Equinix has revealed plans to entice BlackBerry maker RIM, Apple and Samsung to create local caches for their mobile content services in Equinix data centres worldwide.

Equinix eyes role as RIM, Apple cache

Chief executive officer Steve Smith told iTnews that the data centre giant wanted to attract the "wireless community" to host servers and storage in Equinix facilities.

"We want to try to relieve their backhaul demands," Smith said.

"We want the stuff that's underpinning all the traffic they're pushing around the world."

Smith believed Equinix's reach and network connectivity made it an attractive way for mobile players to reduce the latency of services via local caches.

"We think mobile data is going to become a possible ecosystem for us," Smith said.

Cloud central

The company was also pursuing deals with the major public cloud compute players to host nodes in its global data centre network.

Smith predicted the public cloud market would consolidate to around "10 to 15" major players - and Equinix wanted "as many of their public service nodes" in its centres as it could win.

"We want to be the home for as much of the cloud as we can collect," Smith said.
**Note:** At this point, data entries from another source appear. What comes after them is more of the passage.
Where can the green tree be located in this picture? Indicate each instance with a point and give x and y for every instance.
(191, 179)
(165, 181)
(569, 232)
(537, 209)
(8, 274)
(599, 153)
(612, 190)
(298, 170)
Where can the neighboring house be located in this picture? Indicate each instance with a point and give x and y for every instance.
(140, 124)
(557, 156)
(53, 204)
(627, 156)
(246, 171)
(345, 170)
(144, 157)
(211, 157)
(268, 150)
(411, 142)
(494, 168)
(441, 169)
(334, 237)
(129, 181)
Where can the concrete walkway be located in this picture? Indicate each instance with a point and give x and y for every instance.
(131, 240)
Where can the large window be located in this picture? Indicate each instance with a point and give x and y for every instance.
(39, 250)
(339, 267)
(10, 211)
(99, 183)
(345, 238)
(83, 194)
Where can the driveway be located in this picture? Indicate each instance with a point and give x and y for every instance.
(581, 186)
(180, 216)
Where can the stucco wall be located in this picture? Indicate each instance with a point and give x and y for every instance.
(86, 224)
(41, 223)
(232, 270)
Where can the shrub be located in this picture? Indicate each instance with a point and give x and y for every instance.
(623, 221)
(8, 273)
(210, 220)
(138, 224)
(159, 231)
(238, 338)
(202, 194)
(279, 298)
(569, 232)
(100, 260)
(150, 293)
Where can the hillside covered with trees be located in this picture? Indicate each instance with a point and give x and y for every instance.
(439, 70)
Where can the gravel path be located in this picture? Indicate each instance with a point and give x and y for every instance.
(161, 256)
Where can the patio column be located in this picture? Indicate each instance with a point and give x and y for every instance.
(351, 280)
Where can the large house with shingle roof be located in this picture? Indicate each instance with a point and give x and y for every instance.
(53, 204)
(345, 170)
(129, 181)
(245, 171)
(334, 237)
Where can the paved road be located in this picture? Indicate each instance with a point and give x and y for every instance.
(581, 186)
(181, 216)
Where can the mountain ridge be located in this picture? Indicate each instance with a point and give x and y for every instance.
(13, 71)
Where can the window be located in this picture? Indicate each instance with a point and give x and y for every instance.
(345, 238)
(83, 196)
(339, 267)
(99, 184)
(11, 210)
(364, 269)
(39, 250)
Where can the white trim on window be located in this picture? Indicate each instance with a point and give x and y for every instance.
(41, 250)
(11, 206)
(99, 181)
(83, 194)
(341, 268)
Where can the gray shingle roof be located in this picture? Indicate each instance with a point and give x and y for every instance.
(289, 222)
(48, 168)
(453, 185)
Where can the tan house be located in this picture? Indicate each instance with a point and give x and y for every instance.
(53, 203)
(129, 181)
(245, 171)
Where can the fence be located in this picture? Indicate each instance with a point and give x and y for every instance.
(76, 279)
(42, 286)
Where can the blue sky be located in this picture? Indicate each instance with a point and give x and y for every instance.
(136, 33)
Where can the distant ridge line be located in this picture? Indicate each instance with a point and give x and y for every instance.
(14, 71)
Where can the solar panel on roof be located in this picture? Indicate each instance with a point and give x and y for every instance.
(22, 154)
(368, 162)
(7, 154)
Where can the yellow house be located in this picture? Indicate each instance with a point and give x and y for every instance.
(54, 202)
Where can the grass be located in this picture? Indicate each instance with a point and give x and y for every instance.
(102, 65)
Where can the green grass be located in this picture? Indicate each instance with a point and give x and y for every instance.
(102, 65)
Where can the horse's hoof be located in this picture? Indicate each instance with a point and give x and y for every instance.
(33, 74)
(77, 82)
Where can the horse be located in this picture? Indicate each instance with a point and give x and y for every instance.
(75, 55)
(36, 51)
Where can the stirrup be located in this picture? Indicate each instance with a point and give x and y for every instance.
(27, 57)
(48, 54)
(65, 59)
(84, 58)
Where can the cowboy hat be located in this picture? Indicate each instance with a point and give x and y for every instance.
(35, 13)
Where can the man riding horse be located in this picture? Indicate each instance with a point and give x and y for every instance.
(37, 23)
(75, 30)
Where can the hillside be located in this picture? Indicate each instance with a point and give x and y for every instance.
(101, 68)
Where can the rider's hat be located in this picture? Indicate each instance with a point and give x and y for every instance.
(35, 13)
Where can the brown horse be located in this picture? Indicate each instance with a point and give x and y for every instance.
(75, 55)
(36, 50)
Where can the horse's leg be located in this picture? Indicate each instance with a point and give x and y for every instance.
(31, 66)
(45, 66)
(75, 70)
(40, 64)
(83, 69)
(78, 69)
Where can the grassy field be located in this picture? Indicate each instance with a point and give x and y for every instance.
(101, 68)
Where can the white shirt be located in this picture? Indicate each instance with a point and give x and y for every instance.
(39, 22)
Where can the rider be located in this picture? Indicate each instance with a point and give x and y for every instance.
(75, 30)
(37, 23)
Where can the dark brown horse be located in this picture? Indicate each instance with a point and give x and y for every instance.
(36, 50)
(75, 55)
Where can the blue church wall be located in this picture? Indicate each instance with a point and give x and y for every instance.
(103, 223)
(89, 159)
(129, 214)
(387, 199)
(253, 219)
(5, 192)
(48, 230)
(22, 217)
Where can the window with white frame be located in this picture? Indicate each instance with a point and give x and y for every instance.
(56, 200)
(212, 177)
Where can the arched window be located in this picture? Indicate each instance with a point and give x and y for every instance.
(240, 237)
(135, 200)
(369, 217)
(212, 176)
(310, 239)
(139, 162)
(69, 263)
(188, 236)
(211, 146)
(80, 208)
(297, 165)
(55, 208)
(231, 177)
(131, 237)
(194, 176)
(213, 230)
"We want to entice service providers to get as much of their cloud platforms into our data centres."

Part of the reason it wanted to "collect" cloud infrastructure was to help it attract the business of other enterprises.

Smith said Equinix was building an automated "global portal" that would enable customers to "look inside a data centre" and see the infrastructure assets it could potentially use.

He said he wanted customers to see they were "only a cross-connect away from connecting to a cloud" or carrier network if they were to also host kit within that Equinix centre.

"When a customer comes to our data centre it's going to enable them to look into a global portal and see [for example] there's 62 networks in this data centre, access to EC2 and hosted SharePoint," Smith said.

"We want to create demand by showing them what's inside our data centres."